My Spouse is Addicted to Several Types of Prescription Medication.
I have been with my spouse for 4 years now. He was addicted to Lortab and Xanax, but stopped as soon as we met. I thought I had changed him, but within the past year or so I've discovered that he has gotten back into the drugs heavily. He has stolen over $10,000 from his family's company to buy them, has taken out several secret credit cards in my name, and has even taken out cash advances to support the habit. We lost our apartment because he was not paying the rent as he had said, and are living with his parents. His mother and I confronted him about it, but he denies it. He has also been recently creating his own form of the drug Etizolam, similar to xanax. He has tried to kill me several times while on this horrible substance. I am wondering if it is worth staying to help him at this point. How can I go about getting him out of this situation? I love him with all of my heart, but this is becoming a constant struggle in my life that I have grown weary of fighting. Please give me advice as to what I can do to help him as well as myself. Thanks.
From the little you shared, you and his patents need to cut him off. You all are paying for his consequences. It sounds cruel, but it may just save his life. If he says he doesn't want help, don't give him any, none. No food, no shelter, no money, absolutely cut him off. All of you have to do it at once. At his level of addiction, he may come to his senses real fast and crawl back asking for help.
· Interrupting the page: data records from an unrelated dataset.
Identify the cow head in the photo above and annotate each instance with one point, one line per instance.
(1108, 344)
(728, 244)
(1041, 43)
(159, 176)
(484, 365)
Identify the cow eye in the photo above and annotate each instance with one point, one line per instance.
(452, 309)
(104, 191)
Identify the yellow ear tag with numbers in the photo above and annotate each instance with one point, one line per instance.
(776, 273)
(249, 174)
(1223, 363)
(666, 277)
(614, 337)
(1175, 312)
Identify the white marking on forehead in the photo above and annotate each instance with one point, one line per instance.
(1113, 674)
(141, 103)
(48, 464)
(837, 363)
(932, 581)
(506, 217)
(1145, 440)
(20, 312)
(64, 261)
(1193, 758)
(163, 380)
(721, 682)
Then you can support him totally, but he has to do the work and do it for himself. I had to scare myself straight. The last time I almost died my wife refused to give me CPR again. I finally asked for help and our family is getting better and better now. Tough love is often the best people can do, very hard to do, but it saved my life for sure. Sorry I don't have an easier answer.
I agree with weaver..Addiction is a serious disease. It has a lot to do with the Brain..He can only do this for him self. If he would only admit he has a SERIOUS problem then maybe he could go into Treatment..That is only the first candle on the Cake..He will have to change People, Places and Things in his Life so he will not be Triggered into using.
What you can do is get all the Videos and information you can about this Addiction..You can type it up and you will see alot..I got a video called the "Diseases of Addiction and the Pleasure Pathway beyond Willpower". I also have a lot of info printed out from Addiction Drs. I myself am the Addict in my Family but this info helped them to understand and give me time to heal during my Detox and the Support I need now. I wish you the Best and just know it has NOTHING to do with you or any of his Family..We love to blame it on everything and everybody other then us.
I'm sorry but is that really how you want to live your life? I understand addiction is a disease but everyone has a choice and so do you. Leave him and make when he's sober you can try again..sometimes tuff love is the best love.